Mittwoch, 21. Dezember 1521
    Wie ein Blinder im Dunkeln
     
    Aber dieselben dreizehn Priester sollen allein dem göttlichen Amt der Lernung und dem Gebet aufwarten. Und sich in keine anderen Geschäfte oder Ämter einmischen.
    Aus den Klosterregeln der Heiligen Birgitta
     
     
    Die ganze Nacht und den ganzen folgenden Tag hatte Arno wieder und wieder darüber nachgedacht. Und nun, auf dem Weg zum heutigen Unterricht, war er eigentlich sicher, die richtigen Schlüsse gezogen zu haben.
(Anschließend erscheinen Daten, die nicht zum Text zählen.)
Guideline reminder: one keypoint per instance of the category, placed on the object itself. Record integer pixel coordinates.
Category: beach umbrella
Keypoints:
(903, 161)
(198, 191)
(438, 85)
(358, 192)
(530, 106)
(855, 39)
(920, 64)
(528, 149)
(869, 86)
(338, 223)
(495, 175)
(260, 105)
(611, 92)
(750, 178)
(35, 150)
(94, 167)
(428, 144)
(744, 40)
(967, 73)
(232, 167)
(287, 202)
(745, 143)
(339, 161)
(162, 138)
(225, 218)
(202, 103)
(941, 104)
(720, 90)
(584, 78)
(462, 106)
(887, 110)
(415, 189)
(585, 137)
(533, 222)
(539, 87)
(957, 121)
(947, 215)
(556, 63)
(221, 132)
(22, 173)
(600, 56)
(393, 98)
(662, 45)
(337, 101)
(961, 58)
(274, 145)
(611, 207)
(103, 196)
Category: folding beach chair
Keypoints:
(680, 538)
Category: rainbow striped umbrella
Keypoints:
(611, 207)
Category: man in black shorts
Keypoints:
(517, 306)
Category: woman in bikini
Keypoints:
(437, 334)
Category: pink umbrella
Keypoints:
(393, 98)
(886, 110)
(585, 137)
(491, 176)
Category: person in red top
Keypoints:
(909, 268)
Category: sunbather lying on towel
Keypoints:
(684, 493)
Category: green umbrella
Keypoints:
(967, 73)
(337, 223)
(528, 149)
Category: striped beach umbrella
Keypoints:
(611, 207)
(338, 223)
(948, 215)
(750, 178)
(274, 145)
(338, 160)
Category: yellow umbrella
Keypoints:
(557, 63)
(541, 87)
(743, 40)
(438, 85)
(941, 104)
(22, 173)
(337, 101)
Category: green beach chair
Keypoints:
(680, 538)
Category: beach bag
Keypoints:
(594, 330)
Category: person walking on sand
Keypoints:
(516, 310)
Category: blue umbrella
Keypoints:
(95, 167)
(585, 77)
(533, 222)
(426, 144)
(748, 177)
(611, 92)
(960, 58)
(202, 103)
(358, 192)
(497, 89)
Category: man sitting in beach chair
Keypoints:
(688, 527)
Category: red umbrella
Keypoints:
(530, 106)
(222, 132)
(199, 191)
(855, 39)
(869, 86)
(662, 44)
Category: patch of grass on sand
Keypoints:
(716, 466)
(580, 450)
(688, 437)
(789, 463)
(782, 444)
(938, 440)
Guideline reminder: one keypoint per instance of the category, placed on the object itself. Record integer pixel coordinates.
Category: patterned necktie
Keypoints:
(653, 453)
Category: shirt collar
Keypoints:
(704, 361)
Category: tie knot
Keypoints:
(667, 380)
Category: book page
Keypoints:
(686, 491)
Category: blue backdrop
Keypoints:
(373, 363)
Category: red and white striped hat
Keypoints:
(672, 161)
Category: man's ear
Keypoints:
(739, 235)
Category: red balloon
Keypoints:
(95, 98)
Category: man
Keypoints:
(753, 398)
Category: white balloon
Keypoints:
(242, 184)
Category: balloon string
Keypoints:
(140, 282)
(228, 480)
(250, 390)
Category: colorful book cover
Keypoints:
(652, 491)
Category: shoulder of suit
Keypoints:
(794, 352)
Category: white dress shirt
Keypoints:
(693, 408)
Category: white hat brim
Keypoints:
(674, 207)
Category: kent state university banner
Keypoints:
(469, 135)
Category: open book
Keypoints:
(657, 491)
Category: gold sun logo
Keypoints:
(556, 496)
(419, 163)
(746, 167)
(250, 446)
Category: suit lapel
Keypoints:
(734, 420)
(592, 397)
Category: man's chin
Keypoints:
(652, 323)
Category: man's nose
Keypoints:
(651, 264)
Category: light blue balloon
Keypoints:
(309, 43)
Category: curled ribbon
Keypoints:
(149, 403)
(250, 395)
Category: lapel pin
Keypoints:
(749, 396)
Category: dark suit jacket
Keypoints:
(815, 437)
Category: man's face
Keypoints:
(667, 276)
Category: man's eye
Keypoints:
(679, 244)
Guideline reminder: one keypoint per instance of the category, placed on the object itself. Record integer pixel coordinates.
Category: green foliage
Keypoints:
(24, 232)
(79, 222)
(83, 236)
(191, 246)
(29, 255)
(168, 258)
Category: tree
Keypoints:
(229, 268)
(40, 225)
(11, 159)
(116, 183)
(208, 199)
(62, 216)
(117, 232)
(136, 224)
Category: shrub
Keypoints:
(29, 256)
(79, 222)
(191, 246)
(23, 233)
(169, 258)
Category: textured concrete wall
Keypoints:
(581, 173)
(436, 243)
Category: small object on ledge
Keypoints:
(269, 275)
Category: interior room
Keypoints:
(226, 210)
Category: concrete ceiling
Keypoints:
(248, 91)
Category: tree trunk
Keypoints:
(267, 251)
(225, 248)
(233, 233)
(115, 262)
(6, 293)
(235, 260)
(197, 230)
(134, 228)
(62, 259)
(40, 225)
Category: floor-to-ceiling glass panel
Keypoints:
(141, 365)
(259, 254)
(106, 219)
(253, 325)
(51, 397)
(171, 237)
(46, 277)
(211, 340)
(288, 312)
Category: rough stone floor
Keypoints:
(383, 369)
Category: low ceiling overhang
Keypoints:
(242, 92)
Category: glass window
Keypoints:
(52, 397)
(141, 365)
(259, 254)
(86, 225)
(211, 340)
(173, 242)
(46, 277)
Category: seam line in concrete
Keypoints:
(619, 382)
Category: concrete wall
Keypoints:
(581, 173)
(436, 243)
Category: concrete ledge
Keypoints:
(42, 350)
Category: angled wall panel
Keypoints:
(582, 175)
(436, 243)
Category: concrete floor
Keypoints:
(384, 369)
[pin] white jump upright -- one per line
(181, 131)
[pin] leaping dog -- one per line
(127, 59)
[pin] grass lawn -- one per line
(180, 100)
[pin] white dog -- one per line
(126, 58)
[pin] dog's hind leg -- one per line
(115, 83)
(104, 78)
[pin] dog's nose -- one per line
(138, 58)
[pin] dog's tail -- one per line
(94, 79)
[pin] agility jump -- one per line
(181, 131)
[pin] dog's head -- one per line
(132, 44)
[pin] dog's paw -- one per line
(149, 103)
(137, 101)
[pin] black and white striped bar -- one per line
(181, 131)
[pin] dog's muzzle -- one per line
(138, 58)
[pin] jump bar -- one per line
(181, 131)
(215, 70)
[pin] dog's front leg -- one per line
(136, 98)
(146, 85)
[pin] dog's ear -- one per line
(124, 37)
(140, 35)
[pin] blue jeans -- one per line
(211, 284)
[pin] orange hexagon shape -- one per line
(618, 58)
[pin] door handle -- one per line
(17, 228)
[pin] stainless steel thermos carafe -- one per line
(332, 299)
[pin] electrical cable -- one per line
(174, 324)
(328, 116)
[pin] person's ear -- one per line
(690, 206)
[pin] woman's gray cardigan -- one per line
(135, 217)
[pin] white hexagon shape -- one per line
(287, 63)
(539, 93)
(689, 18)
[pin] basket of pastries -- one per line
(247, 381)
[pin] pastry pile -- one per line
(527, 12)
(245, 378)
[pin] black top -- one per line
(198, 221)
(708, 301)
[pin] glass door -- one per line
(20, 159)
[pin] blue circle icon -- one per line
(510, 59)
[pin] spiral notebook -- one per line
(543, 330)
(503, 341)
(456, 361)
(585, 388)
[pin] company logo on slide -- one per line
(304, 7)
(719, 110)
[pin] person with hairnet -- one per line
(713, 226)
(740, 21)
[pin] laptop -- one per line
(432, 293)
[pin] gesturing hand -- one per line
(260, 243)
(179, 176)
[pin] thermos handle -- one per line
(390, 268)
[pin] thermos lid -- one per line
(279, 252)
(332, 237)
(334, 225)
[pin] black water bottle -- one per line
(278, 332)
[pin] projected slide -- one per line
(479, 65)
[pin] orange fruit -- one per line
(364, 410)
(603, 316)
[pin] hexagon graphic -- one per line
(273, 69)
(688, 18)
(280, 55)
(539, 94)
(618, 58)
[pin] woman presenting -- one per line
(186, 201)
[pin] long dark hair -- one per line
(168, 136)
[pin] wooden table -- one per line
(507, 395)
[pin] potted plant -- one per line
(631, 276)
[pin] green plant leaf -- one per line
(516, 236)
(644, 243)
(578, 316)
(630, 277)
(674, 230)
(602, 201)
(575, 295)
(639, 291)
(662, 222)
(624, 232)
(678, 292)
    Die grundlegenden Tatsachen hatten sich nicht verändert. Ihm war eine Situation aufdiktiert worden, und für alles, was sich daraus entwickelte, trug er keine Verantwortung. Ob er es nun 'Experiment' nannte oder nicht, ob er davon träumte oder nicht, ob er Erwartungen hatte, neugierig war oder vollkommen gleichgültig: Mathilda und Georg würden einander erkennen und von hier verschwinden – und zwar völlig unabhängig von seiner, Arnos, Person.
    Allerdings war es trotz der Eindeutigkeit der Sachlage die ganze Zeit über schwierig für ihn gewesen. Weil es ihm, so sehr er sich auch darum bemühte, einfach nicht egal sein konnte, wie es seinen beiden Schützlingen erging. Weil er sich entgegen jedweder Vernunft noch immer für Mathilda verantwortlich fühlte.
    Warum das so war – darüber brauchte er jetzt gar nicht nachzudenken, denn seit gestern war die Lage wirklich kompliziert. Seit nämlich Mathilda ihn um Hilfe gebeten hatte.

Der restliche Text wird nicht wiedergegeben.